Supervised by Mina Tadrous, Leslie Dan Faculty of Pharmacy and Étienne Gaudette, Dalla Lana School of Public Health

Project Title: Impact of Canadian drug shortages on drug utilization and clinical outcomes

Project Summary: Drug shortages are a growing concern in Canada. Over 13,000 drugs were at risk for shortage over the last five years, with almost half facing at least one shortage. Drug shortages are a multifaceted global problem which can be attributed to the complex multinational drug supply chain. Weaknesses of this drug supply chain have been highlighted during the recent COVID-19 pandemic, seen as supply chain disruptions and inequitable allocation of treatments.
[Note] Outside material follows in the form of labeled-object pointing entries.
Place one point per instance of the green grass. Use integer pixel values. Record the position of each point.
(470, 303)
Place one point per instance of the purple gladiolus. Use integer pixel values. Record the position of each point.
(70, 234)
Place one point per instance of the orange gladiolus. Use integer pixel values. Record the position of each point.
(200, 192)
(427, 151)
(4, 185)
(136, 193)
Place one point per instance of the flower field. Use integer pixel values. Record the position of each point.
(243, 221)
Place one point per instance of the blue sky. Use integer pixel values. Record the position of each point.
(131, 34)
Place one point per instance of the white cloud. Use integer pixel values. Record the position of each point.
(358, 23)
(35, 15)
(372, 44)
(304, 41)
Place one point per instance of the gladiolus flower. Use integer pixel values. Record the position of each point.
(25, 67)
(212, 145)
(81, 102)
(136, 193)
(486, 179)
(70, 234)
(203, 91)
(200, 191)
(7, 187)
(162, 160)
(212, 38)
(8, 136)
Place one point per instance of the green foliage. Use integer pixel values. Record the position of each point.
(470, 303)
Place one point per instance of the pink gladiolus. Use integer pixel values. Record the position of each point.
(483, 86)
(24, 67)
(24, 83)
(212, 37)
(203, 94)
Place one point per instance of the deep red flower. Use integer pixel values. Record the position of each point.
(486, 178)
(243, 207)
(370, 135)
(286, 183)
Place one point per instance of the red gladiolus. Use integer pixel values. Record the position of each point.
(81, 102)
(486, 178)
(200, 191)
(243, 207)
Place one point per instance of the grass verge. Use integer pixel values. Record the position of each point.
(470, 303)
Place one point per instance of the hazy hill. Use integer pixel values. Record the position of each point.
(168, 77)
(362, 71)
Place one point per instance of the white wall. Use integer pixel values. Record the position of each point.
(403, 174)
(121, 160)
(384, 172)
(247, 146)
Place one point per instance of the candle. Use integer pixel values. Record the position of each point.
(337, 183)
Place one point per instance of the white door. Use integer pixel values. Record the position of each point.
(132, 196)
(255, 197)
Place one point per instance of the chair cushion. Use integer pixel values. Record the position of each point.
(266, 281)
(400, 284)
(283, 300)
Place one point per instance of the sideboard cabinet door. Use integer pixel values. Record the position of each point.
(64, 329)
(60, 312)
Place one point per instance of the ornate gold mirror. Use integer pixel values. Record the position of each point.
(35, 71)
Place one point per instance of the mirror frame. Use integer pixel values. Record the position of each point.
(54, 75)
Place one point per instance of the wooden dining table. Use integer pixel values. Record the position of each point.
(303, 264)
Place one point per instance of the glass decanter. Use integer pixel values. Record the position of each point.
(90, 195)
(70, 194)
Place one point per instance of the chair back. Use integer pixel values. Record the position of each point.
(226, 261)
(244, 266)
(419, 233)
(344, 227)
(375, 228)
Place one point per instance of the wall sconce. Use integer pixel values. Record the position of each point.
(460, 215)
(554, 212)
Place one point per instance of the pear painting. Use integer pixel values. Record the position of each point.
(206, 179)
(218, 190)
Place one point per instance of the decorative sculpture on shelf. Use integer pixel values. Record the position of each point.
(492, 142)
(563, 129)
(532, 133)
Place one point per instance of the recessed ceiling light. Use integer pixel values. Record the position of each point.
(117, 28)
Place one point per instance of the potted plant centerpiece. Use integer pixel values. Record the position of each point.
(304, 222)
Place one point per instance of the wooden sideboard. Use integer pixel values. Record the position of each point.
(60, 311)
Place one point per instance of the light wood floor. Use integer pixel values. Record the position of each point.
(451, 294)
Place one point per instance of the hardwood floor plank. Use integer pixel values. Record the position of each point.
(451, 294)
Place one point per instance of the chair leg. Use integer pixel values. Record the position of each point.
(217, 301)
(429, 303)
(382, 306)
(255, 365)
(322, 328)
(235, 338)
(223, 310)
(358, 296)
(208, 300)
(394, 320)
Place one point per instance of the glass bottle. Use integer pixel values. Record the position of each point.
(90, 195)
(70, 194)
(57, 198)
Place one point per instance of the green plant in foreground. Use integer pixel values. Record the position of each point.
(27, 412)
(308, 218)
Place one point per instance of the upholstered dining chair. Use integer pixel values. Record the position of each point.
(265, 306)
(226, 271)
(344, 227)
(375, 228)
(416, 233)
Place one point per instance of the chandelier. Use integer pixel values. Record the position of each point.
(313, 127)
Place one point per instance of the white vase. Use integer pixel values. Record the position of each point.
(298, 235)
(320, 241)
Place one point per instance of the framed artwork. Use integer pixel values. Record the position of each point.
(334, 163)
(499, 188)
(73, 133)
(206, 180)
Poor pandemic readiness and resilience led to increased shortages and impaired patient access to medicines. However, two years after the pandemic, shortages continue to impact the healthcare system and the quality of care delivered. The impact of shortages on drug utilization trends is understudied, making it difficult to comprehend the manifestation of shortages at the patient level. Our project aims to 1) understand the impact of drug supply disruptions on drug utilization reported in observational studies, 2) describe drug utilization trends in response to Canadian shortages and develop a predictive model to anticipate shortage-risk, 3) Investigate the impact of the ranitidine recall on the delivery of treatment and clinical outcomes. These finding will generate the necessary real-world evidence to guide policy decisions on shortage mitigation strategies ensuring pandemic preparedness, and resilience.

Supervised by Patrick Brown, Faculty of Arts & Science, Monica Alexander, Faculty of Arts & Science, and Lennon Li, Dalla Lana School of Public Health

Project Title: A spatio-temporal framework for estimation and interpretation of wastewater viral signals

Project Summary: Wastewater-based surveillance stands as a forefront method for disease monitoring, offering a real-time, representative depiction of disease presence, irrespective of access to clinical testing or symptom status. Currently, a wide range of pathogens, including SARS-CoV-2, influenza, hepatitis, and respiratory syncytial virus (RSV), are being monitored through wastewater, highlighting its potential for proactive public health management.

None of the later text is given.